I had actually wanted to make a small brownie to go with my protein ice cream.. while putting the ingredients together something made me think of these brownie cookies I had made last December. I wanted those! They were so good and full of M&Ms, butter and sugar.. SO much sugar. So I ditched the brownie idea and put together these healthier brownie-cookies. I forgot to add chocolate chips but honestly they were so chocolatey and rich I didn’t even miss them until I started writing up the recipe.
This is the protein ice-cream which I had intended to eat with brownies but ended up eating it on its own while the cookies were baking in the oven.
- ¼ + ⅛ cup almond meal (finely ground almonds)
- 1 Tbs + 2 tsp cocoa powder ( I used dark)
- ⅛ tsp baking powder
- 2 Tbs brown sugar
- 2 packets Stevia
- 2 Tbs coconut oil
- 2 tsp ground golden flaxseeds + 1 tsp milk/water
- Heat the oven to 180C. Spray a cookie sheet with non stick cooking spray or coconut oil.
- Combine the flaxseed and milk in a small cup and set aside.
- Add the almond meal, sugar, stevia, cocoa and baking powder in a bowl and mix.
- Add the coconut oil and flaxseed-milk to the almond mixture and combine.
- Divide the batter into four medium sized cookie dough balls or six smaller ones and place them on the baking tray.
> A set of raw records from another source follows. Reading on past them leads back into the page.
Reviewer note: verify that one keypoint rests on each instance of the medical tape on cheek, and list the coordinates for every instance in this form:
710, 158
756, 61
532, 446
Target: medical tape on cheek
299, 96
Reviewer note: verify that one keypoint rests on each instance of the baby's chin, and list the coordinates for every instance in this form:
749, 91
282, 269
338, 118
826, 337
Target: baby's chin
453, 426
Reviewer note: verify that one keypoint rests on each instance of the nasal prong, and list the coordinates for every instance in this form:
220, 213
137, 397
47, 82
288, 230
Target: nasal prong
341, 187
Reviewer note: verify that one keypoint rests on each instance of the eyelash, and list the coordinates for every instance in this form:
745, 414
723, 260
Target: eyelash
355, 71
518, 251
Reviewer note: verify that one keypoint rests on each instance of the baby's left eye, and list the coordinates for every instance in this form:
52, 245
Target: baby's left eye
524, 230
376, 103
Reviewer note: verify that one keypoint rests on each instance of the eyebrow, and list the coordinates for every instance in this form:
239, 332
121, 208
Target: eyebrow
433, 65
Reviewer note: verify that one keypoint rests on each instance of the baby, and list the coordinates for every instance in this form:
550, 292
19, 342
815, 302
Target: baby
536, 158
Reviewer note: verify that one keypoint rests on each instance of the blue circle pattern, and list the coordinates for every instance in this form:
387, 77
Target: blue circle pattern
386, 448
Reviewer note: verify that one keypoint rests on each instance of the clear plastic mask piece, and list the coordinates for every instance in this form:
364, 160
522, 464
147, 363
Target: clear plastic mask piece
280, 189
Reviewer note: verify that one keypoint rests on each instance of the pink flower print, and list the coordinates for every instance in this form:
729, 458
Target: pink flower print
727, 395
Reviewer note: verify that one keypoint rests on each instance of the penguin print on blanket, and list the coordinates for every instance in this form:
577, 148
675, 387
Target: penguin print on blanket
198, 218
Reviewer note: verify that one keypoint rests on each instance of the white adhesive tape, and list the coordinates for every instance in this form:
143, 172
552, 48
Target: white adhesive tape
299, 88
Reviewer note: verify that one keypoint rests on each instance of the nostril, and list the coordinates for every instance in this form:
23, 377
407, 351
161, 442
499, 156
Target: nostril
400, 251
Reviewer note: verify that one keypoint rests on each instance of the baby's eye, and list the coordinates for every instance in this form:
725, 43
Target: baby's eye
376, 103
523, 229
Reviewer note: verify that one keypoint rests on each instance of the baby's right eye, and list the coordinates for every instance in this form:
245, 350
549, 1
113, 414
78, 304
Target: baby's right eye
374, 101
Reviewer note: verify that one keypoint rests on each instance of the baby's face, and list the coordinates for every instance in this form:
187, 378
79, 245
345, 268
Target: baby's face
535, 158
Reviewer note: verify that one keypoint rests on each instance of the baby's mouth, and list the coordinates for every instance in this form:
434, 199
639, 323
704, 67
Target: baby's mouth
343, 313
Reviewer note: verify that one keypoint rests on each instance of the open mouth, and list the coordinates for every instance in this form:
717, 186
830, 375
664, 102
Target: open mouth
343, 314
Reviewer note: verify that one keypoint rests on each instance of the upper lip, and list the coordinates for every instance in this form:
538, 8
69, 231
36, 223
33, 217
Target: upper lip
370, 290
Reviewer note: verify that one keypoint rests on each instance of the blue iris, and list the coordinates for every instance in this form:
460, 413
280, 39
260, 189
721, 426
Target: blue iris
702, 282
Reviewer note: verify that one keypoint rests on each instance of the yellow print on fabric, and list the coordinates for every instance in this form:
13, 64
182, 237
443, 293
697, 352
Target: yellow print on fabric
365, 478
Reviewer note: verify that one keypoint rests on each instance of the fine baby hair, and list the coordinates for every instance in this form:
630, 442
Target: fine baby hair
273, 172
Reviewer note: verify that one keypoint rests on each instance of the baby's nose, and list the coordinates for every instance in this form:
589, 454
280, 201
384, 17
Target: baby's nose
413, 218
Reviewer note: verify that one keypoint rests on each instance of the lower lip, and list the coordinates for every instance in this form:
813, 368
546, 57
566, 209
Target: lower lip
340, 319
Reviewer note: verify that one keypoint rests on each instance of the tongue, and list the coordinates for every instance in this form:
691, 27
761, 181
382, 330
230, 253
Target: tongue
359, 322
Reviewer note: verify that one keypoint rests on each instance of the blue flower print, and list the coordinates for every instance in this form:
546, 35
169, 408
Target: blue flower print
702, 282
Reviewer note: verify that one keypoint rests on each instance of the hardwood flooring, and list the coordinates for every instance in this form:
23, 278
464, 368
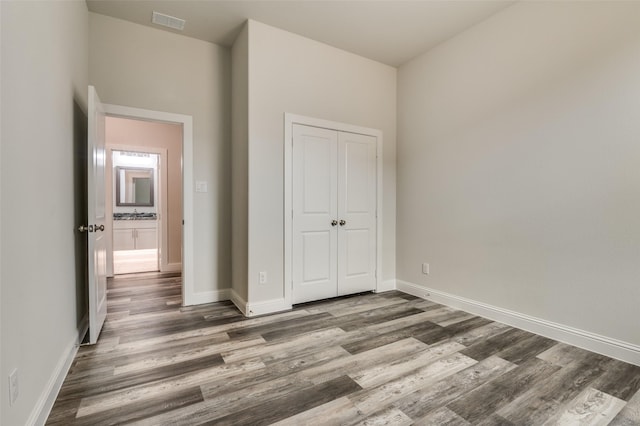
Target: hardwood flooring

Flatten the cookies slightly with your fingers.
- Bake them for 18-20 minutes. Let them cool completely on the baking tray before attempting to lift them up.
- Enjoy with a glass of almond milk 🙂
Why They’re Good for You:
If you haven’t already added a serving of almonds to your daily diet I suggest you do it now. They are full of good fats and high in protein so they are great to keep your energy levels up in between meals. However, it is their micronutrients that give almonds their super food status. They contain an assortment of vitamins in small quantities including thiamin (B-1), riboflavin (B-2), vitamin (B-6) vitamin A, folate (B-9) and vitamin E. Folate’s most important role is to protect the fetus from neural tube defects during in-utero development. Vitamin E protects your cells from the damaging effects of free radicals(antioxidant). It is also involved in the immune system, cell signaling, metabolism and gene expression.